A schematic image of the organized data tree is shown in Fig. 4. Data records describe datasets of raw, processed images (tomographic reconstructions), endpoint, and quantitative/spatial data of complete BCM distribution in STZ-induced diabetic mice (SHD, MLD, SHD+ Tx) and their healthy controls (C57BL/6) at 1, 2 and 3 weeks after administration, as well as the vehicle controls (SHDvCtrl and MLDvCtrl). Note that the MLD group at the one week time point had no diabetic animals but were still included in the dataset.
Data record A
The raw projection data sets generated by OPT can be found in “Data Record A Raw OPT Projection Views” (Data Record A Raw OPT Projection Views.zip, Data Citation 1 and 5). Each individual scan is supported by a log file in *.txt format including scan parameters such as exposure times or rotation steps. Individual image files are titled to indicate experimental group, age after administration, animal identification, pancreatic lobe (splenic (SL), duodenal (DL), or gastric (GL)), the channel (insulin or anatomy or for dataset 2 GLUT2) and number of rotation steps (1 step = 0.9 degrees of rotation) of the projection image, for example, ‘SHD_2wk_ID3_SL_Insulin_0398.tif’.
Data record B
The data generated by the tomographic reconstruction of the data processed by the OPT (Axis of rotation, DFTA and CLAHE) can be found in ‘Data record B Tomographic images’ (Data record B Tomographic images.zip, Data citation 2 and 6), as well that the raw data generated LSFM z-sections as ‘Data record B LSFM z-stacks’ (Data record B LSFM z-stacks.zip, Data citation 9).

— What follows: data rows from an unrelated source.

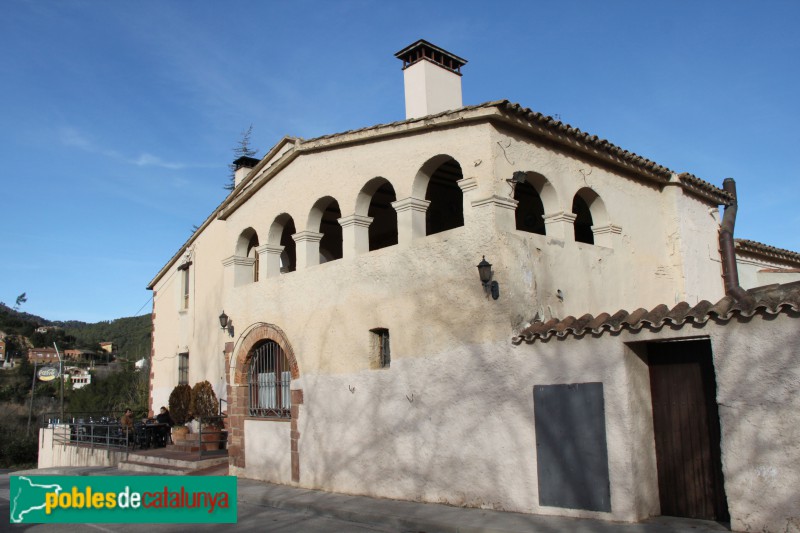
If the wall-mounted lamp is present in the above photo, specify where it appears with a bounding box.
[219,310,233,336]
[506,170,528,198]
[478,255,500,300]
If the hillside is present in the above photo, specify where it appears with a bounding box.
[0,303,152,361]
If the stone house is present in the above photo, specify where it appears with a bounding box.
[148,41,797,521]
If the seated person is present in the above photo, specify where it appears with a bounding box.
[119,409,133,437]
[156,406,175,446]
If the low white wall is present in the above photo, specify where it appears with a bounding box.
[243,343,657,521]
[234,314,800,531]
[236,420,292,484]
[38,426,128,468]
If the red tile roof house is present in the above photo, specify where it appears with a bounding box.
[42,41,800,531]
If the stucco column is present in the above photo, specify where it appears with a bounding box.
[339,215,373,259]
[292,230,323,270]
[472,194,519,231]
[592,223,622,248]
[392,196,431,246]
[456,177,478,227]
[544,211,578,242]
[256,244,285,279]
[222,255,256,287]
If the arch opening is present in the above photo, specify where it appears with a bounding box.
[514,180,546,235]
[367,181,397,251]
[310,197,342,264]
[572,194,594,244]
[425,158,464,235]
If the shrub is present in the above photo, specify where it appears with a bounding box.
[189,381,219,418]
[169,384,192,426]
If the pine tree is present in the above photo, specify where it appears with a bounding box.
[224,124,258,191]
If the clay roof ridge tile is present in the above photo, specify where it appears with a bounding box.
[664,302,691,325]
[623,307,650,329]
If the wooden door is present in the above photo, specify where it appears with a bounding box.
[648,340,729,521]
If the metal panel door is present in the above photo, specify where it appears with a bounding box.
[648,340,729,521]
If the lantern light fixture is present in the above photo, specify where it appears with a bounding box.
[478,255,500,300]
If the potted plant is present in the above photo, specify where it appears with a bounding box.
[169,384,192,440]
[189,381,222,450]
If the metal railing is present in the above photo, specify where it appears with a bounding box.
[40,413,135,449]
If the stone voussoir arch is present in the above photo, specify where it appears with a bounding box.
[228,322,303,482]
[233,322,300,385]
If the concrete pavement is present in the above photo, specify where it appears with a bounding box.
[0,467,727,533]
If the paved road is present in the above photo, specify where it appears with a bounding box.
[0,467,729,533]
[0,470,397,533]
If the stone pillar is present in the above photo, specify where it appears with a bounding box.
[592,223,622,248]
[256,244,285,279]
[339,215,373,259]
[292,230,323,270]
[544,211,578,242]
[392,196,431,246]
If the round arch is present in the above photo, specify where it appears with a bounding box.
[575,187,609,226]
[411,154,464,199]
[234,228,258,257]
[228,322,303,482]
[355,176,397,216]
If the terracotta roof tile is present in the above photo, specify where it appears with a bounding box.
[511,281,800,344]
[734,239,800,266]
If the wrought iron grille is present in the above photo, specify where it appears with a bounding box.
[247,341,292,418]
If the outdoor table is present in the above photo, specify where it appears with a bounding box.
[144,422,169,448]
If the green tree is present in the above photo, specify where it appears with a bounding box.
[169,383,192,426]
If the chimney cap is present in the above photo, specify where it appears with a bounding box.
[233,155,260,170]
[394,39,467,76]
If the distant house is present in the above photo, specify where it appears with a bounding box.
[64,366,92,389]
[28,348,58,364]
[64,350,95,361]
[100,342,117,353]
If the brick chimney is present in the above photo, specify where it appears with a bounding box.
[394,39,467,119]
[233,155,259,186]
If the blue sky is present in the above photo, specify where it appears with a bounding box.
[0,0,800,322]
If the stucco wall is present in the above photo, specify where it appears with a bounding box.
[231,420,292,484]
[147,114,736,520]
[288,336,652,520]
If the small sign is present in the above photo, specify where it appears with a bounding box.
[36,366,58,381]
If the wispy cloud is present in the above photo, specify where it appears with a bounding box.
[58,127,198,170]
[132,153,188,170]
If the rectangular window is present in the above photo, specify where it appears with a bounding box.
[370,328,392,368]
[178,352,189,385]
[178,261,192,311]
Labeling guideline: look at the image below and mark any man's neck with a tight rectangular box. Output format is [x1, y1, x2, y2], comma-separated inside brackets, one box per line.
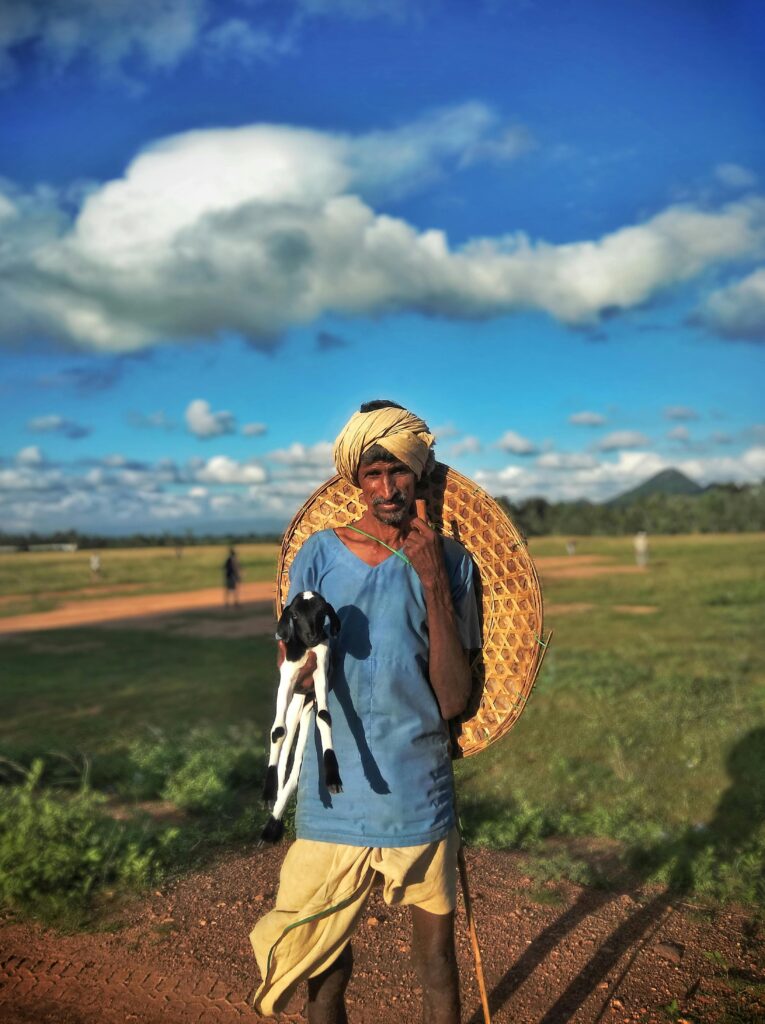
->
[354, 509, 412, 548]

Individual image sections from data set 1 and 2 are annotated to indicate experimental group, age after administration, animal identification, pancreatic lobe (SL, DL, GL respectively) , the channel (insulin or anatomy, or GLUT2 for dataset 2) and sequential z-stack number, for example, ‘Ctrl_1wk_ID4_DL_Anatomy_0554.bmp’. Each LSFM section in record B of data set 3 indicates experimental group, age after administration, location of scanned volume (periphery or center of pancreatic splenic lobe), scan ID, the channel (insulin or anatomy) and the z-stack number, for example, ‘MLD_STZ_2wk_SL_Center_2_Insulin_Z0003.ome.tif.
C data record
Reconstructed data converted to *.ims format with 3D isosurfaced volumes can be found in ‘Data record_C_Isosurfaced volume files’ (Data record_C_Isosurfaced volume files.zip, Data citation 3 and 7) and for Dataset 3 Volume files (Data citation 10 ) . The files contain (for datasets 1 and 2) the islets of Langerhans iso-surfaces based on the insulin channel and the lobular anatomy based on the channel anatomy, and the 3D volumes of the aforementioned structures (dataset 3). They are annotated to indicate experimental group, age after administration, animal identification, and pancreatic lobe (splenic (SL), duodenal (DL), or gastric (GL)), e.g., ‘Ctrl_3w_ID4_SL .ims.
Data record D
The resulting quantitative data of the processed 3D OPT volumes was retrieved from Imaris and can be found in ‘Data record D volutric and spatial statistics’ (Data record D volutric and spatial statistics.zip, Data citation 4 and 8). Reconstructed OPT scans produce isotropic voxels, which allows reliable quantification, whereas LSFM scans in general have distortion in the z-axis, just like the Ultramicroscope II used in this study due to sheet generation. of light being two cones overlapping each other rather than two parallel lines. Therefore, quantitative data is provided for OPT data only. Excel sheets based on OPT are extracted raw numerical information. File titles indicate experimental group, post-administration age, animal identification, pancreatic lobe (splenic (SL), duodenal (DL), or gastric (GL)) and channel information, for example, “Ctrl_3w_ID4_DL_anatomy.csv”. The csv files are subdivided into multiple files, each displaying a different setting for individual islands:
Intensity (center, min, max, average, median, sum)
Dimensional diameter (x,y,z)
Homogeneous center of mass
Distance to image border
Number of triangles
Number of vertices
Number of voxels
Supplementary Tables 3 and 4 display the metadata for each sample to support the data records and indicate each sample’s provenance and experimental manipulations performed as well as the resulting data outputs and archived records they form.